Taking a whole-system approach and embedding good work as a foundation for health
The review emphasises that delivery of the Healthy Working Standard and Workplace Health Provision must go hand-in-hand with employer incentives and adjacent reforms to the fit note, Access to Work, Disability Confident and dispute resolution. Improvements to employer support should also extend to the wider employment support system. Despite the central role of employer engagement in models like Individual Placement and Support (IPS), our evaluations (including Health-Led Trials) have found that employer engagement is often inconsistent and largely dependent on individual relationships, rather than being systematic or embedded. As a result, evidence of employers becoming more willing or confident to employ disabled people or people with long-term health conditions is limited.
A cross-government approach is needed to reduce work-related illness and absence. While we should build on the wealth of good practice and foster a ‘race to the top’, we must also raise the floor, ensuring that all work meets minimum standards that support health, productivity and retention. Poor quality work, including insecure contracts, excessive or irregular hours, high demands with low control, and weak workplace relationships, can be as damaging to health as unemployment. Groups who are already disadvantaged in the labour market, including people with chronic health conditions, are overrepresented in types of work that pose health risks. Work-related ill-health is also a significant problem in public service sectors, including health and education, where the government has greater leverage to be able to influence working conditions.
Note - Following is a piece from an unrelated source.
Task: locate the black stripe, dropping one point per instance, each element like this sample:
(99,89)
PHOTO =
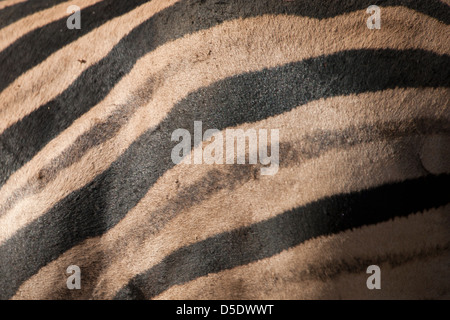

The government must act quickly to maintain momentum
Our recent analysis shows that by 2035 there could be a 5% increase in cases of work-related ill-health with 1.3 million more days lost each year, costing the economy an additional £1bn compared with 2025. The risks are growing – and so is the cost of inaction.
The review is right to recommend a phased approach and to focus on achieving lasting change, but the government must now act swiftly to implement the Vanguard phase, building on the momentum and support secured from employers. This phase must start with what we already know, build on existing evidence, and scale quickly. Wider adoption will depend on getting the incentives right and ensuring that expectations for employers are clear and support mechanisms effectively reach and engage them.
Any views expressed are those of the author and not necessarily those of the Institute as a whole.